Accountancy in India

>> Audit Requirements in India

Audits are generally classified into two categories:

  • Statutory Audits – mandated by Statues and to be conducted compulsorily
  • Internal Audit – driven by Management

Statutory audit

Statutory audits are conducted to report the state of a company’s finances and accounts to the Indian government. Such audits are performed by qualified auditors who are working as external and independent parties.

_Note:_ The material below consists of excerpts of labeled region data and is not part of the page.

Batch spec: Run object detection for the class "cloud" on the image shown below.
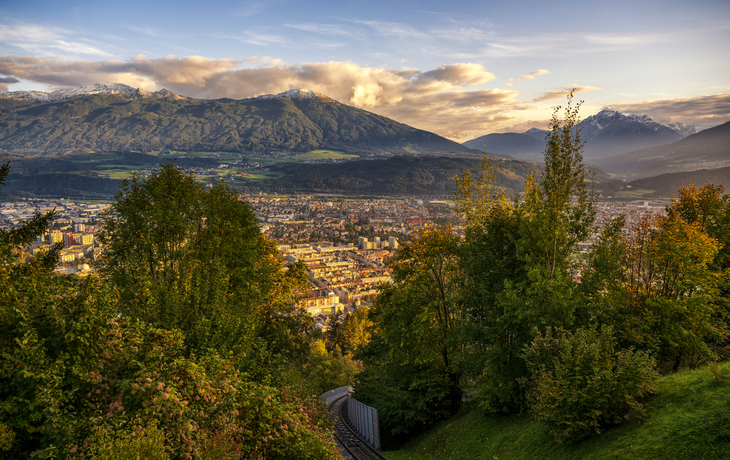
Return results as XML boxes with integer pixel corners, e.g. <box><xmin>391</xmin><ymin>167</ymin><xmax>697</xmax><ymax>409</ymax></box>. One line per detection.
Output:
<box><xmin>583</xmin><ymin>34</ymin><xmax>658</xmax><ymax>46</ymax></box>
<box><xmin>0</xmin><ymin>77</ymin><xmax>20</xmax><ymax>93</ymax></box>
<box><xmin>0</xmin><ymin>55</ymin><xmax>524</xmax><ymax>138</ymax></box>
<box><xmin>611</xmin><ymin>94</ymin><xmax>730</xmax><ymax>128</ymax></box>
<box><xmin>532</xmin><ymin>85</ymin><xmax>601</xmax><ymax>102</ymax></box>
<box><xmin>284</xmin><ymin>23</ymin><xmax>360</xmax><ymax>37</ymax></box>
<box><xmin>350</xmin><ymin>20</ymin><xmax>429</xmax><ymax>39</ymax></box>
<box><xmin>520</xmin><ymin>69</ymin><xmax>550</xmax><ymax>80</ymax></box>
<box><xmin>0</xmin><ymin>23</ymin><xmax>112</xmax><ymax>58</ymax></box>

The two common types of Statutory  Audits are:

  • Tax Audit – Every person whose business turnover exceeds INR 10 million and every person working in a profession with gross receipts exceeding INR 5 million must have their accounts audited by an independent chartered accountant.
  • Company Audit – Every company, must have its annual accounts audited each financial year. Only an independent chartered accountant or firm of chartered accountants can be appointed as the auditor of a company.

Internal Audit

To maintain thorough control on the activities of the company, and for the purpose of corporate governance, the Companies’ Act requires that every public company having paid-up capital of not less than INR 50 million shall constitute an Audit Committee Board, who oversee company’s financial and risk management policies along with all other audit  related functions.
In India, every company whose shares are registered on the stock exchange must have an internal auditing system in place. For a company whose shares are not listed on the stock exchange, but whose average turnover during the previous three years exceeds INR 50 million, or whose share capital and reserves at the beginning of the financial year exceeds INR 5 million, must have an internal auditing system  in place.